A Squinzano, il 9 settembre 2026, la comunità si è stretta in un momento di profondo cordoglio per l'arrivo del feretro di Lorena Isceri, 45 anni, originaria della cittadina pugliese. In un gesto toccante di affetto e memoria, gli amici della via De Pietro, la strada dove Lorena aveva vissuto con la sua famiglia, hanno affisso uno striscione su un muro di fronte alla chiesa.
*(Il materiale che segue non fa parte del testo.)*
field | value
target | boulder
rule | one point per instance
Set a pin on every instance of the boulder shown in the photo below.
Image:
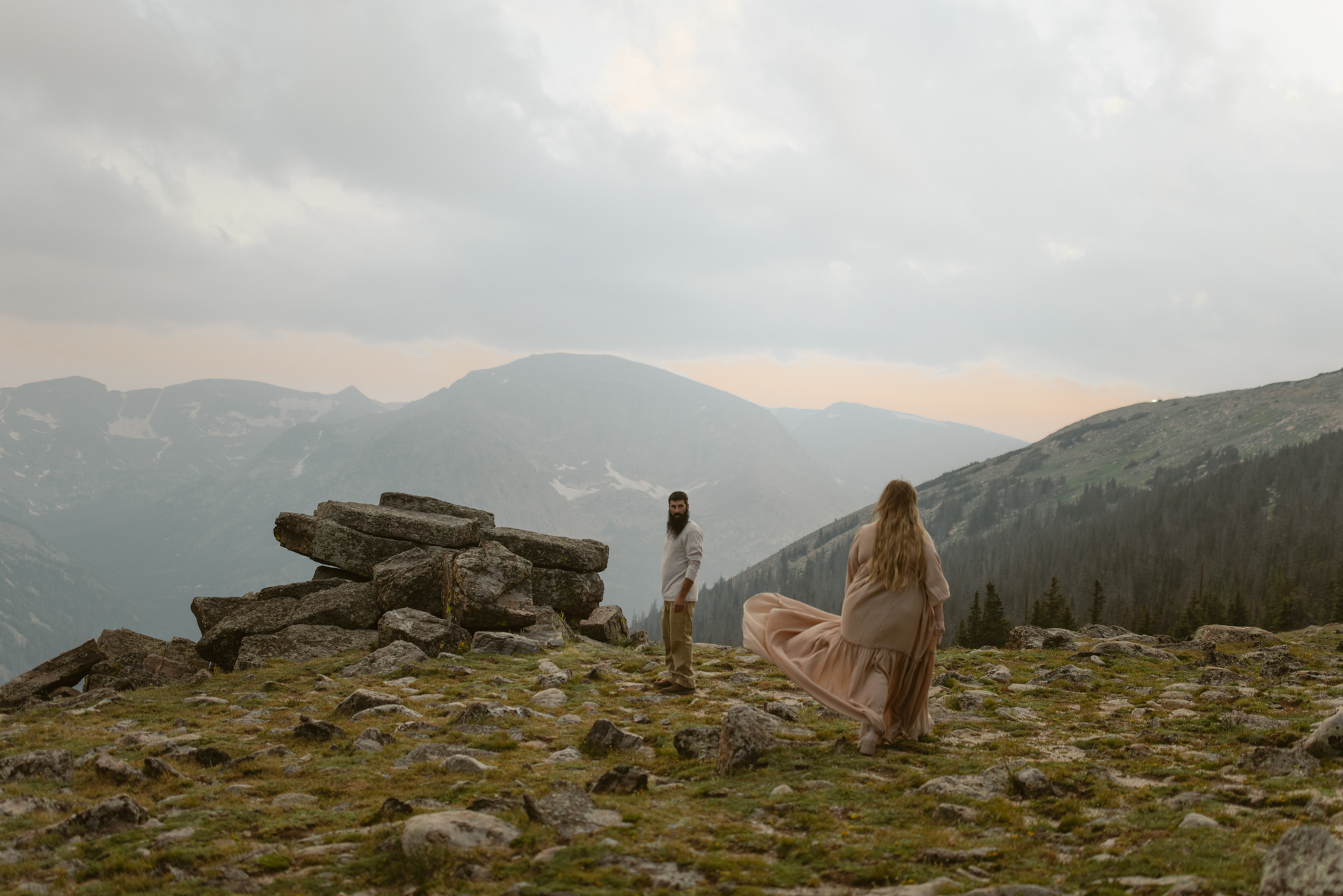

Questo messaggio, carico di significato, è stato collocato a pochi metri dal luogo in cui parenti, amici e numerosi cittadini si sono riuniti per accogliere la bara bianca.
Sullo striscione campeggiava una dedica commovente: “Lorena sei cresciuta con noi, ora cammini nella luce, ma resterai per sempre qui, dove sei amata. La tua via De Pietro”. Un testo che ha voluto sottolineare il legame indissolubile con il quartiere e con le persone che l'hanno conosciuta e amata nella strada dove abitava con la sua famiglia.
L'allestimento della camera ardente
La camera ardente è stata allestita all'interno della chiesa, proprio di fronte al punto in cui è stato esposto lo striscione. In mattinata, il feretro di Lorena Isceri era giunto a Squinzano, accolto con grande partecipazione da parenti e amici. La bara bianca è stata accompagnata lungo un corridoio appositamente delimitato da un telo rosso, simbolo di un ultimo saluto.
Tra gli omaggi predisposti in memoria di Lorena, spiccavano un tenero orsetto bianco, un cuscino di fiori rossi, un maxischermo che proiettava immagini e una gigantografia che ne ritraeva il volto.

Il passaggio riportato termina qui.